Kann mir nicht vorstellen das schon irgendwo Datenrettungen für 200 Euro angeboten werden.

Die Treiber von denen Du redest sind lediglich dazu da damit die Festplatte unter älteren Betriebssystemen läuft.
Solang die Platte noch ein paar Daten liefern tut, kann eventuell ein Programm wie EasyRecovery (auch von Ontrack - und nein ich arbeite nicht für die *g*) helfen.
Wenn damit nichts mehr zu holen ist, wovon ich bei dem beschriebenen Verhalten des Laufwerkes leider ausgehe, bleibt nur noch die Platte an einen Datenrettungslabor zu schicken.



ronaldh hat gesagt.:


> Das HDD ein Entlüftungsloch haben, kann ich mir überhaupt nicht vorstellen, denn dadurch könnte auch was reinkommen. Und die Köpfe schweben im Mikrometer-Bereich über den Platten, und dürfen diese keinesfalls berühren. Da würde schon ein Staubkorn bei den hohen Umdrehungsgeschwindigkeiten wie ein Pflug auf dem Acker wirken!.


http://www.heise.de/ct/faq/hotline/99/03/14.shtml


----------



## ronaldh (17. Januar 2008)

Alles klar, wieder was gelernt!


----------



## Psylo (17. Januar 2008)

Das mit dem Staub ist klar, hätte mich da wohl etwas besser ausdrücken können.


----------



## Raubkopierer (17. Januar 2008)

Und wieder haben wir alle was gelernt. Nun hab ich auch endlich ein vernünftiges Argument gegen so fettige Ölrechner...

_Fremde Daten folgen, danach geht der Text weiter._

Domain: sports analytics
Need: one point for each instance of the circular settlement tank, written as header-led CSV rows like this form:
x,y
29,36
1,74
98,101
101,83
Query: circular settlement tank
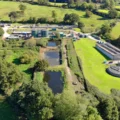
x,y
34,33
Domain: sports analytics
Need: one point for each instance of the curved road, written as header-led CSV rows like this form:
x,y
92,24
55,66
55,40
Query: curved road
x,y
5,28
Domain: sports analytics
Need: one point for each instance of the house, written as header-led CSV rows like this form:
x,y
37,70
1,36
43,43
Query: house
x,y
109,50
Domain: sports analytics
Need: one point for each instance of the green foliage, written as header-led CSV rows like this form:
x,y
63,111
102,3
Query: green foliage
x,y
27,57
41,65
81,25
68,106
43,2
22,7
113,13
109,109
1,31
30,43
13,16
71,18
72,58
42,42
9,76
88,13
105,29
35,100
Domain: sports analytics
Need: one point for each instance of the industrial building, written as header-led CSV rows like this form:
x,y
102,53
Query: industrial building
x,y
109,50
114,70
113,53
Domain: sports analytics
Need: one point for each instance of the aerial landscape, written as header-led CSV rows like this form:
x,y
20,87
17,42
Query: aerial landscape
x,y
60,60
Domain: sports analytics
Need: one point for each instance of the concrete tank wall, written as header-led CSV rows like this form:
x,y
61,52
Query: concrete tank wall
x,y
104,52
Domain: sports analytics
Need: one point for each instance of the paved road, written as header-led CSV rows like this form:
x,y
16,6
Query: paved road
x,y
5,32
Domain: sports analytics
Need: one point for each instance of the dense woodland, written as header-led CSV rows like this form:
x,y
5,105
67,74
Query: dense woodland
x,y
33,100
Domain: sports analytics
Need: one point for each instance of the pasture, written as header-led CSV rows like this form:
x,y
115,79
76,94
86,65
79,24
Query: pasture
x,y
93,67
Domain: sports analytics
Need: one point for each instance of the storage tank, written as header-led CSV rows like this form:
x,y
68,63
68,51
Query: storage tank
x,y
44,33
34,33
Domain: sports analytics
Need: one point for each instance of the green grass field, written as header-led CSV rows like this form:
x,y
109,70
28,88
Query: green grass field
x,y
93,67
44,11
6,111
115,33
14,58
103,11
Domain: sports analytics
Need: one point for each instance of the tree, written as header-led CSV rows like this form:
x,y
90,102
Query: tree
x,y
118,41
41,65
80,25
43,2
92,114
30,43
22,7
67,108
71,18
84,6
1,31
9,76
54,15
113,13
13,16
109,109
35,100
27,57
88,13
105,29
70,2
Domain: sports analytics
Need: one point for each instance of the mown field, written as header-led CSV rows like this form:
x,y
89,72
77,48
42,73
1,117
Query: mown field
x,y
14,58
6,111
93,67
115,33
44,11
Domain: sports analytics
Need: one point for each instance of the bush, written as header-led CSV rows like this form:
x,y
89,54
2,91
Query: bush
x,y
27,57
88,13
30,43
1,31
42,42
41,65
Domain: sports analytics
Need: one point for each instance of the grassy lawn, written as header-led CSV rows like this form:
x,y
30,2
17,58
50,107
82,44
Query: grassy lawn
x,y
43,11
93,67
39,76
77,29
57,4
6,112
103,11
116,31
14,57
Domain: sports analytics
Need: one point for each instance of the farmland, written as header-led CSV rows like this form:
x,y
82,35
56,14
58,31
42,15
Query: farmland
x,y
93,67
45,11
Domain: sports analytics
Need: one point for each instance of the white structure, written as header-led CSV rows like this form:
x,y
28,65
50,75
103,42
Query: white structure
x,y
109,50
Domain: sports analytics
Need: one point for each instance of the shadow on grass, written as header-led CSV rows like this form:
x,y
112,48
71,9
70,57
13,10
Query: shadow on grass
x,y
103,18
29,71
107,58
16,61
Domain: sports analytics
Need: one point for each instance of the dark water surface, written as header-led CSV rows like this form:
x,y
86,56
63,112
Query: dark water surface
x,y
55,81
53,57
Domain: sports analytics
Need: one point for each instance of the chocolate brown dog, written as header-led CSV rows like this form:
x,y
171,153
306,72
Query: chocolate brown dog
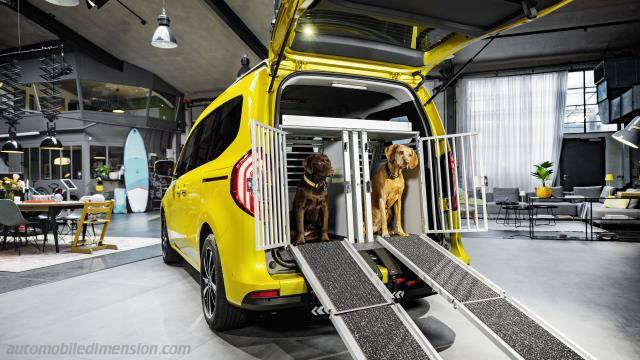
x,y
388,186
311,202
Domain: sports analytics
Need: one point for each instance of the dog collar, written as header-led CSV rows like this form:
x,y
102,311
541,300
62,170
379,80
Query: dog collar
x,y
390,175
322,186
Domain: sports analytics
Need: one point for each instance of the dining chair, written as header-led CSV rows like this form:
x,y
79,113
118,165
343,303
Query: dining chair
x,y
11,218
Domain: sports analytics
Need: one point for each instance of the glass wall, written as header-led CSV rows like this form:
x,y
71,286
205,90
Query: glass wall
x,y
114,98
581,111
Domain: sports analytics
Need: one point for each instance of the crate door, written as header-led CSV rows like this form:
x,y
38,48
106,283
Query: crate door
x,y
269,185
453,190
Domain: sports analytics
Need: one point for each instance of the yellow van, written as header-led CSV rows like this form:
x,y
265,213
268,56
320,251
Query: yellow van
x,y
364,61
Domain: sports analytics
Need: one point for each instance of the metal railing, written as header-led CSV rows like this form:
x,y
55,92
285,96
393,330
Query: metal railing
x,y
269,185
455,184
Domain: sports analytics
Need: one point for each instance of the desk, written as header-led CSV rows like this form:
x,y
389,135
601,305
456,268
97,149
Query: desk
x,y
52,209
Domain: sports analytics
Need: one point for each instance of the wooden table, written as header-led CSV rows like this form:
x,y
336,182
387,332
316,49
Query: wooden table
x,y
52,209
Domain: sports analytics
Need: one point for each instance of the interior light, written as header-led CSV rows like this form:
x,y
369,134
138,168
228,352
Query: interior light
x,y
164,37
64,2
308,30
349,86
61,161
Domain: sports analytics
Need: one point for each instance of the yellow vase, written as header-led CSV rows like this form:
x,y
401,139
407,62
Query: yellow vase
x,y
543,192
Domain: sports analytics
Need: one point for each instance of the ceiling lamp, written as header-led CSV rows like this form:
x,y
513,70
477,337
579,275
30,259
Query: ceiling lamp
x,y
630,134
12,146
164,37
64,2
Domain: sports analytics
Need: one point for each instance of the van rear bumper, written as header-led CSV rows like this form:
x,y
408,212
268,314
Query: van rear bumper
x,y
276,303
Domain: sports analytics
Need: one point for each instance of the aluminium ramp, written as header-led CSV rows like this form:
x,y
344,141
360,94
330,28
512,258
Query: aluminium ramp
x,y
510,325
360,306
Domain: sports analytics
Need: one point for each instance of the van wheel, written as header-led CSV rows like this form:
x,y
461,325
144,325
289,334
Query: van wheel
x,y
169,255
218,312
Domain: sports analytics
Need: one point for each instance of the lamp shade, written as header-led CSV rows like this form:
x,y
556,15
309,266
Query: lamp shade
x,y
630,134
12,147
164,37
64,2
51,143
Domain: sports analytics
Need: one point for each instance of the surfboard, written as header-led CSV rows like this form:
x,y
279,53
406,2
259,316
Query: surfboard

Back to Topic: Wenn die Festplatte mechanisch Beschädigt ist (bei Stürzen und Schlägen durchaus wahrscheinlich) kann jeder Lesezugriff Daten zerstören. Und so bringen auch Datenrettungsprogramme nicht. Eine Firma wird wahrscheinlich die defekten Teile austauschen.
Meistens kann man die Festplatte erstmal analysieren lassen um einen Kostenvoranschlag zu erhalten. Dieser kostet besagte 50€ sofern man einer Datenrettung nicht zustimmt. Wenn man mit der Rettung der Daten und dem Preis dafür einverstanden ist (bewegt sich wie gesagt im dreistelligen Bereich. Teurer wirds erst bei massiven Schäden) erhält man eine Liste aus der man wählen kann falls man nicht alle Daten benötigt (Ein gerettetes Betriebssystem wiederherstellen ist doch verschwendetes Geld  )


----------